I want him to leave but have not pressured him, I want him to make love to me because I love him so much. He knows he loves me so how can he even think we could be friends or is it just a label anyhow that takes off the pressure. I feel so ill today, so sick and totally depressed. Missing someone so badly sucks.:lmao::lmao::lmao:

 

So Heather NC did not work for you then.

 

And SB how long have you been NC, has he tried to break it? I think MM are never that honest with their BS because it would be hard enough being honest with themselves about their feelings.

Posted

"I think MM are never that honest with their BS because it would be hard enough being honest with themselves about their feelings." - lovingagain

 

Yes, I think this is the problem.

 

In my (limited) experience, there are only two ways out of this situation for you. NC or DDay. Which will likely lead to NC.

 

As friends, you will most likely cave in again one day.
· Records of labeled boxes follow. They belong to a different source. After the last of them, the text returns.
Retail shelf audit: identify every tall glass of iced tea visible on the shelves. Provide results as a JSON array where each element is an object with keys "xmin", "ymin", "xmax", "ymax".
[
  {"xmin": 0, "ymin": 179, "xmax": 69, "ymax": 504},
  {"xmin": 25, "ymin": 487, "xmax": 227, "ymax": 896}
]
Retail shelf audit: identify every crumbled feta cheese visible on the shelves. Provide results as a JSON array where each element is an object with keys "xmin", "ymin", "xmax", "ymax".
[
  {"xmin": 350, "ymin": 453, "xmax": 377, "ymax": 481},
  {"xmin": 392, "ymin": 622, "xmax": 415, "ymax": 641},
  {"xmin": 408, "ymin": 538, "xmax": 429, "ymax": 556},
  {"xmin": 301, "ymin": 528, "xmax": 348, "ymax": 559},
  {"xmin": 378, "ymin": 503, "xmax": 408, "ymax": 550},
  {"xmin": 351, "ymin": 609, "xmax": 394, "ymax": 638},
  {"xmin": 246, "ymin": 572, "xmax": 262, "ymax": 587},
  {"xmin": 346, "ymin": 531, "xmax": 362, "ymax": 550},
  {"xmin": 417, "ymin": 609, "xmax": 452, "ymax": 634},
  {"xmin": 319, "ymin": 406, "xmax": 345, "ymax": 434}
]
He only has to feel lonely for a few weeks, fight with his W, and Bob's your Uncle. You'll be waiting for it. And you will be hoping that this time, he realises that it's time to DO something.

 

But he already knows he has to do something - and he has chosen his W. (Sorry if that sounds harsh - it's what my experience has taught me).

 

There is only one possible benefit to maintaining this friendship contact that I can see. That you use it to study quite unscrupulously what you dislike about this MM, so that when eventually you break up properly, you won't be heartbroken.

Posted

NC helped me get my thoughts together for sure. It really helped him see that yes, I will leave the friendship too if not treated a certain way. In that respect, it worked. He doesn't like it one bit!

 

As for re-working the terms of our A to my liking, once we had sex it was back to his guilt & rules. The dynamic stayed the same.